A Study on the Generality of Neural Network Structures for Monocular Depth Estimation.

Monocular depth estimation has been widely studied, and significant improvements in performance have been recently reported. However, most previous works are evaluated on a few benchmark datasets, such as KITTI datasets, and none of the works provide an in-depth analysis of the generalization performance of monocular depth estimation. In this paper, we deeply investigate the various backbone networks (e.g.CNN and Transformer models) toward the generalization of monocular depth estimation. First, we evaluate state-of-the-art models on both in-distribution and out-of-distribution datasets, which have never been seen during network training. Then, we investigate the internal properties of the representations from the intermediate layers of CNN-/Transformer-based models using synthetic texture-shifted datasets.
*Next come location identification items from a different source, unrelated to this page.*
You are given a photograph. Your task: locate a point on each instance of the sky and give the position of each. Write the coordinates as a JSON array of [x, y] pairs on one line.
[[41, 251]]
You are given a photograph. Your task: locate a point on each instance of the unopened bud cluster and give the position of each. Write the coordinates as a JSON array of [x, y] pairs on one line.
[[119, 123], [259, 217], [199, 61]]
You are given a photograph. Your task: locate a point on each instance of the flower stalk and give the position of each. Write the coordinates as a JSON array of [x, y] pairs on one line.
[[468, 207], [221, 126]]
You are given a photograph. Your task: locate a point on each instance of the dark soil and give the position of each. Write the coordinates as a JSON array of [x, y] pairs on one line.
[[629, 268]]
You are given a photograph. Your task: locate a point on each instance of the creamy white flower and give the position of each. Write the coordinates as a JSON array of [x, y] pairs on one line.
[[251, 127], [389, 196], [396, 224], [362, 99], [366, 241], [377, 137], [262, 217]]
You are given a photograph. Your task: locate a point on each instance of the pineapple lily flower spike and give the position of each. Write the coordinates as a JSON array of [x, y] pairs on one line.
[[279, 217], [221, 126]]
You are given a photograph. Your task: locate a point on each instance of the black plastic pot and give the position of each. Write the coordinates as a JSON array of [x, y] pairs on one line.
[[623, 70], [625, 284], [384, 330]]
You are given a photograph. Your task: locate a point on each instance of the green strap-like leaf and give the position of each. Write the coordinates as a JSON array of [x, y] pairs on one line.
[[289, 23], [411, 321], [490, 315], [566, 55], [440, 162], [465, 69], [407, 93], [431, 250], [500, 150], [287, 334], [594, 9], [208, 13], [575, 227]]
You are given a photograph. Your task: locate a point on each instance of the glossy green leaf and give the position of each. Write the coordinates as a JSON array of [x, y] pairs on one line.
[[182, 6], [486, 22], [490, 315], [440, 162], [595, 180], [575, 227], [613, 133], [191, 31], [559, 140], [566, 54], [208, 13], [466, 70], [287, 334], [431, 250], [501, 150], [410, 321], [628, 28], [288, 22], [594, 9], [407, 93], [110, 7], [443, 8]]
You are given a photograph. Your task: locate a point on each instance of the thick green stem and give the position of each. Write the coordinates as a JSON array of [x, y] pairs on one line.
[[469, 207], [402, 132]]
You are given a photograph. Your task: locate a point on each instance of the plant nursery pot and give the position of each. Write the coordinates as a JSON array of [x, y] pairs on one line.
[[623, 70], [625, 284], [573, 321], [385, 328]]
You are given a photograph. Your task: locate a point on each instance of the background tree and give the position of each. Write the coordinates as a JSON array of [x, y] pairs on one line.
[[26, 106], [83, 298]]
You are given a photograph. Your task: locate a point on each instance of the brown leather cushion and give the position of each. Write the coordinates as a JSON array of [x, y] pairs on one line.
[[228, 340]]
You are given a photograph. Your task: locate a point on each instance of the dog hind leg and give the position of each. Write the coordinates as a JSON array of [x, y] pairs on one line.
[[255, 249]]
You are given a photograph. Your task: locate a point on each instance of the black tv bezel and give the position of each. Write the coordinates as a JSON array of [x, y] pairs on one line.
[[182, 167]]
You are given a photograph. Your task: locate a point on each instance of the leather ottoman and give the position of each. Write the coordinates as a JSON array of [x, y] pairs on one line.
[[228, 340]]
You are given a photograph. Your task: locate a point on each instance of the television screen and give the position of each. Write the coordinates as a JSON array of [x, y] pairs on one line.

Through extensive experiments, we observe that the Transformers exhibit a strong shape-bias rather than CNNs, which have a strong texture-bias. We also discover that texture-biased models exhibit worse generalization performance for monocular depth estimation than shape-biased models. We demonstrate that similar aspects are observed in real-world driving datasets captured under diverse environments. Lastly, we conduct a dense ablation study with various backbone networks which are utilized in modern strategies. The experiments demonstrate that the intrinsic locality of the CNNs and the self-attention of the Transformers induce texture-bias and shape-bias, respectively.